Proposed FDA Rule Would Amend Citizen Petition Regulations

| 03 January 2012 |  By 

On 3 January the US Food and Drug Administration (FDA) released a new proposed amendment via the US Federal Register that would amend the regulations governing the process for citizen petitions, petitions for stay of action, and the submission of documents to the FDA.

The proposed rule would amend the way the FDA deals with section 505(q) of the Federal Food, Drug and Cosmetic Act (FD&C Act), which regulates how the FDA responds to citizens petitions and petitions for stay of action (PSA) requests.  Currently, the FDA uses these petitions to supplement and inform their thinking when it comes to the drug approval process.

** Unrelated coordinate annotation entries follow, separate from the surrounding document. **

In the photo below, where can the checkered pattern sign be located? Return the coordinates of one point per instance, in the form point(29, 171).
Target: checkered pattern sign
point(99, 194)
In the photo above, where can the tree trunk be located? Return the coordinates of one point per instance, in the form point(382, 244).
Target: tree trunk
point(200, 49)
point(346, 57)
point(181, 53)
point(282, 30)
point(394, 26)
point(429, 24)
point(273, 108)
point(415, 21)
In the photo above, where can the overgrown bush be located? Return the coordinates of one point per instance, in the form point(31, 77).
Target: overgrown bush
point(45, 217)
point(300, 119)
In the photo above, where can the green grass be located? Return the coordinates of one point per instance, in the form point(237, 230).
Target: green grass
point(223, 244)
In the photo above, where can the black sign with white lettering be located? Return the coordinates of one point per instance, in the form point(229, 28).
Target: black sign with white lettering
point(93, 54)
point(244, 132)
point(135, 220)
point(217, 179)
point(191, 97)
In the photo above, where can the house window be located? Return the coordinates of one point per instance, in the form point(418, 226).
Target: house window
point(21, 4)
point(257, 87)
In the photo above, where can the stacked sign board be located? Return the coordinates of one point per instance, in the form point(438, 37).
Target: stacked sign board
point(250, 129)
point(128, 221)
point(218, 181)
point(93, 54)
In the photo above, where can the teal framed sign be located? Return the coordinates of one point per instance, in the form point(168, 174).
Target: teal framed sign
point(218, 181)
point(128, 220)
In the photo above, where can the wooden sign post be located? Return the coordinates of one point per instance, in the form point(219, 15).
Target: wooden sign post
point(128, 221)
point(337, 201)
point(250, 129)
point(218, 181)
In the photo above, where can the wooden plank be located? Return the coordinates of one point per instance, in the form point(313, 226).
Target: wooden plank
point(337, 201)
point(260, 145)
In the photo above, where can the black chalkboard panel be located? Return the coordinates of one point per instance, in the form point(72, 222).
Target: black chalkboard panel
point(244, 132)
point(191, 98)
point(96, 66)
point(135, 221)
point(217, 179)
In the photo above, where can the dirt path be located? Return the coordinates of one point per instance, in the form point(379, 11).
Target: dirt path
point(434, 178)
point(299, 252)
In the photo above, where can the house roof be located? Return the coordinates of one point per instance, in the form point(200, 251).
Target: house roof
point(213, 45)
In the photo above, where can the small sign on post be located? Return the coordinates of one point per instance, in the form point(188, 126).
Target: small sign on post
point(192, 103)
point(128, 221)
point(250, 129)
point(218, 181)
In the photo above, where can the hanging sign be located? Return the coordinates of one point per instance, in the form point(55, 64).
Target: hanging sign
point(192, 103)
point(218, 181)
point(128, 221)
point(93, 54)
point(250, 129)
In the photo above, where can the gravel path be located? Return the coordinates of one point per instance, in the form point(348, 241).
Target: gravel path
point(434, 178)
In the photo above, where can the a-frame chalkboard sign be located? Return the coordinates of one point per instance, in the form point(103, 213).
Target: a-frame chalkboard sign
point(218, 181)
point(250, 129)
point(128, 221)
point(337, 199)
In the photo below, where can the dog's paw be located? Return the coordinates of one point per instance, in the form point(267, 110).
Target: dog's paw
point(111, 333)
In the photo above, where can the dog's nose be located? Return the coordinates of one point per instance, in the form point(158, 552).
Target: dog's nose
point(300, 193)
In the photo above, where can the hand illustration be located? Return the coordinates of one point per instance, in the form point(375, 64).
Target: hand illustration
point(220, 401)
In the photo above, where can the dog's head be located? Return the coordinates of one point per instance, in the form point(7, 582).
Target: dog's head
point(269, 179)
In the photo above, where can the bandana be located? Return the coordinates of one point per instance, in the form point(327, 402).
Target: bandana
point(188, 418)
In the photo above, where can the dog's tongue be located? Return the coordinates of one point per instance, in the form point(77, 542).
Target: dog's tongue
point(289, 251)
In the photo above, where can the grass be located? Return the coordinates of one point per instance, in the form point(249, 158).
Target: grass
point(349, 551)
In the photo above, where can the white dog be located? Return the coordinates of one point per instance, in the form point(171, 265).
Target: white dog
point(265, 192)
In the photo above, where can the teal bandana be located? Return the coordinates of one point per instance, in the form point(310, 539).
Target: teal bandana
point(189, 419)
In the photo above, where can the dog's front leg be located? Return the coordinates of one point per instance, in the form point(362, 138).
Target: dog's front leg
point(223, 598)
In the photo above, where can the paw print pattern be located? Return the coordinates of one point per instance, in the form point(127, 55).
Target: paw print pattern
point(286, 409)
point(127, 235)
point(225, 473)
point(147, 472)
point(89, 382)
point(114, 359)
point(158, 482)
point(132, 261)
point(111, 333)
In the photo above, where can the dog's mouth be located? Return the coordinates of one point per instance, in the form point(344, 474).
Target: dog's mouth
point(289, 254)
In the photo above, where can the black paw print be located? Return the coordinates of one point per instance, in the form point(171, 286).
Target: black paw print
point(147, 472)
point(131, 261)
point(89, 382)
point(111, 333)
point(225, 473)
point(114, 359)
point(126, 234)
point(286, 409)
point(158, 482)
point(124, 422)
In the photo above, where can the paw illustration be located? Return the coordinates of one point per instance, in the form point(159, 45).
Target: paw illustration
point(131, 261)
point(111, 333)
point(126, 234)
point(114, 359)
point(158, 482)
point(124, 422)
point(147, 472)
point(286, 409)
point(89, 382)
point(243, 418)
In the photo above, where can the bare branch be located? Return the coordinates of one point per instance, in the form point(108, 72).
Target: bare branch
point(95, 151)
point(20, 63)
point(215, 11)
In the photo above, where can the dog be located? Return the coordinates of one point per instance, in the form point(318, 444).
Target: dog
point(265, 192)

Congress amended section 505(q) in 2007 under the Food and Drug Administration Amendments Act of 2007 (FDAAA) to stop the use of such petitions to unnecessarily delay Abbreviated New Drug Approvals (ANDAs) or drugs submitted via the 505(b)(2) approval pathway.

Under FDAAA, the FDA must respond to petitions no later than 180 days after initial receipt of the petition (30 for PSA requests).  In addition, if the FDA determines that a petition's primary purpose is to delay the approval of an application by raising invalid scientific or regulatory concerns, it can be dismissed at any time.

This proposed amendment:

  • seeks to clarify how the submission date of a petition is determined;
  • makes minor updates to the specific certifying language necessary to submit a petition, and requires specific language be used in the petition;
  • would mandate that all data-even data known to be unfavorable to the petition-be present in the petition's supplements and comments;
  • mandates that the petition must include the exact date information relevant to the petition became known to the petitioner;
  • would clarify that the FDA has the authority to dismiss certain petitions and label them as "moot"; and
  • would treat PSA's like 505(q) petitions, and not allow any delays unless the commissioner believes that a delay is necessary to protect public health, a delay is statutorily mandated, or a court orders the stay of approval.

Comments on the proposed amendments are due by 2 April, 2012.